Readers of the Worcestershire Record will be only too familiar with the idea of a Local Biodiversity Action Plan, and the fact that the Worcestershire BAP was launched in April 1999.
Now that the Worcestershire BAP has been produced, the effort turns to trying to ensure that the BAP is implemented - targets are met, actions are carried out. This is no simple task. The Worcestershire BAP contains 843 actions, each of which has combinations of lead and partner deliverers. One of the most urgent jobs I have had, as Biodiversity Action Plan Manager, is to try to ensure that all those with actions in the plan at least know what their actions are, i.e. what is expected of them. This process has been started with the larger organisations - Environment Agency, the County Council, and local authorities in particular. However, it is not as simple as just depositing a list of actions with an organisation, and then leaving them to get on with it - well, we COULD take this approach, but I feel that if we are really going to fulfil the aspirations of the BAP process, we should be working closely with these organisations on an on-going basis, building up working relationships.
A frequent concern for those with actions to implement is reporting back. In this age of performance indicators, best value, targets etc., the last thing most managers want to see is an extra pile of report forms to fill in from the Biodiversity People. To avoid this, I am trying as far as possible to incorporate reporting back on BAP actions within existing reporting systems.
Paralleling the work with organisations there is the project-based approach to creating or restoring habitats. Much of this work is already being carried out by English Nature, the Worcestershire Wildlife Trust, the Environment Agency and local government organisations etc. We will however need to keep a close eye on all this activity to ensure that we are on line to hit the BAP targets - perhaps even passing them, and again we need adequate reporting systems for this.

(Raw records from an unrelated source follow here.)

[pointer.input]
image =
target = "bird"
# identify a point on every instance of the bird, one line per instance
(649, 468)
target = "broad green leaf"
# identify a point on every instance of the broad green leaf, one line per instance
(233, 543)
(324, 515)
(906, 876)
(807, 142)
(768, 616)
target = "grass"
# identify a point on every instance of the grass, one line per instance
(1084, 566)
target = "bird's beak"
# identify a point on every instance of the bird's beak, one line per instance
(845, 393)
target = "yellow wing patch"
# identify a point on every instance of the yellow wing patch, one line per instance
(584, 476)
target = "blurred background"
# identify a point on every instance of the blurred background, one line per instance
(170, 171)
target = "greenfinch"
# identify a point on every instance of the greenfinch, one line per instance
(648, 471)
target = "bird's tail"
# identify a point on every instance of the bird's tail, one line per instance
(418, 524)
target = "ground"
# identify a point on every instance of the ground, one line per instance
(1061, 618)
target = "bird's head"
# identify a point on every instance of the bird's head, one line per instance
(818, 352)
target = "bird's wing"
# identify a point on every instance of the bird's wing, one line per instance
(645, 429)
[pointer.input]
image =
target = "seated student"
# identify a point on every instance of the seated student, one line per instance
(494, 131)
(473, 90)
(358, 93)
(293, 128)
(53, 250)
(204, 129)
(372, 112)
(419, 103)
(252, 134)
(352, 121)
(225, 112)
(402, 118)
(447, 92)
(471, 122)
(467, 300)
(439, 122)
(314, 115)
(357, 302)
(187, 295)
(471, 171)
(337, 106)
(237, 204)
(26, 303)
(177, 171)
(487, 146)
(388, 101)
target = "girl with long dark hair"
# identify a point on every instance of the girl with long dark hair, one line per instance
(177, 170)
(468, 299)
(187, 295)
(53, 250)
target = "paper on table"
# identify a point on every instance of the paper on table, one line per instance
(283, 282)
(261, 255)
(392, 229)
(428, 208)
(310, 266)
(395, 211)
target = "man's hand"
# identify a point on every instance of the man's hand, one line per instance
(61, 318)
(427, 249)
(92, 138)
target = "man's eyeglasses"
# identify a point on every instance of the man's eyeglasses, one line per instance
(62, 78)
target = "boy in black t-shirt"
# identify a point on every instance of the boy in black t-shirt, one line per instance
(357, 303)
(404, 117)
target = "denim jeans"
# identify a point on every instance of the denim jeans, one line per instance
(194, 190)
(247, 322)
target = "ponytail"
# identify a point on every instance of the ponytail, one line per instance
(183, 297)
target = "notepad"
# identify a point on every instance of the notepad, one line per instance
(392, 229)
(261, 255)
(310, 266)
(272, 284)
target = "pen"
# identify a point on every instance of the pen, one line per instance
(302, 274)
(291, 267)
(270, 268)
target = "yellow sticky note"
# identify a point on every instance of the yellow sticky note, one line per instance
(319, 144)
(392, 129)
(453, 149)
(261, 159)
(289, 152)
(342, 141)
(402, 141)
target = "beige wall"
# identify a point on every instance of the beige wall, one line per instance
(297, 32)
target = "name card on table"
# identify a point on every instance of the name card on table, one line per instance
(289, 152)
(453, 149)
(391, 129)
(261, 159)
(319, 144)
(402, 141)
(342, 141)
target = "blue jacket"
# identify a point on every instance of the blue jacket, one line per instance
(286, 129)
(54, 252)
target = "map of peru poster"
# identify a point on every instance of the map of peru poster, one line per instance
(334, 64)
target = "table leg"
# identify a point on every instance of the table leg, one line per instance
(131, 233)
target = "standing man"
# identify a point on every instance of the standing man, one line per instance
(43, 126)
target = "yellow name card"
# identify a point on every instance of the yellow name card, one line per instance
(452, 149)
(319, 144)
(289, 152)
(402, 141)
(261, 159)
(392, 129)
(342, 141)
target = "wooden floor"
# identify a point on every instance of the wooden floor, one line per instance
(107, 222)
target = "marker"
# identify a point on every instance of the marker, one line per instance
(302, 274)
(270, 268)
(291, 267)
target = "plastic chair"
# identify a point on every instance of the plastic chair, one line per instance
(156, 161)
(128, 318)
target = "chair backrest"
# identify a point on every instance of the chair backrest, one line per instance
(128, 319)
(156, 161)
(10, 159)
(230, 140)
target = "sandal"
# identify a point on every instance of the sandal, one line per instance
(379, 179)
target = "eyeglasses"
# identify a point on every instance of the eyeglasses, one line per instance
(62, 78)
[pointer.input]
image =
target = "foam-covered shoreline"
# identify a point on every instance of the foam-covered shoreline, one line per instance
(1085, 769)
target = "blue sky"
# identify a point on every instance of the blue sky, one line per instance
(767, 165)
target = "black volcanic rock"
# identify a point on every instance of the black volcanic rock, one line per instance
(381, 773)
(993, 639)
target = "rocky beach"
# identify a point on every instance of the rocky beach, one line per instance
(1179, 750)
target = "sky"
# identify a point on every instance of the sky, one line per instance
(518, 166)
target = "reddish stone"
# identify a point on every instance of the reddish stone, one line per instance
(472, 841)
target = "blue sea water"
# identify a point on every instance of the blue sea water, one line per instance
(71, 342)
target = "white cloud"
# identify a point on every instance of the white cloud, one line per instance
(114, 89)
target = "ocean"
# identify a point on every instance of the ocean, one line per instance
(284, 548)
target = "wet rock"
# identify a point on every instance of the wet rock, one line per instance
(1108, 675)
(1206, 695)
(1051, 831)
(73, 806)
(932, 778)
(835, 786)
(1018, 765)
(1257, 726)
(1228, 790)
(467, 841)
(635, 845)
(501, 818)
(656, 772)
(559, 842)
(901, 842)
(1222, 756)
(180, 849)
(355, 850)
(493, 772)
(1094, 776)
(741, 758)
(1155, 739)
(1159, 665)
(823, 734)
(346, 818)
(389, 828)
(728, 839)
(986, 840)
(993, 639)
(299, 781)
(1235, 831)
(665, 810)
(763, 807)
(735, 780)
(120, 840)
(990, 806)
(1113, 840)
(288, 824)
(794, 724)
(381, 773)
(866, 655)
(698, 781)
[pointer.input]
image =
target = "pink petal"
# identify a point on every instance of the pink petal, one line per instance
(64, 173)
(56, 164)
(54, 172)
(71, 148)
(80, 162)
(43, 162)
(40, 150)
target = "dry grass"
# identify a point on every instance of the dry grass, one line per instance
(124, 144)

Having information on the abundance and location of BAP habitats and species is crucial to the whole process. The major common theme that comes out of every meeting I have with managers or officers in relation to implementing the BAP, is requests for information on where things are, closely followed by a demand for straightforward guidance on what they should be doing about it. We, i.e. the conservation movement, have a clear duty here to remove all possible obstacles to the preservation of our wildlife - and this of course applies equally to wildlife which doesn’t happen to be included in the Worcestershire BAP. The message that I am hearing is that managers, and others with influence, are perfectly willing to try to ‘do the right thing’ for wildlife, but in order to do this they need to know firstly where things are, and secondly, what it is they are supposed to be doing about them.
All this underlines the importance of the role of county surveyors in providing crucial information on what wildlife we have where, coupled hopefully, eventually, with a Biological Records System that makes this information easily accessible to all.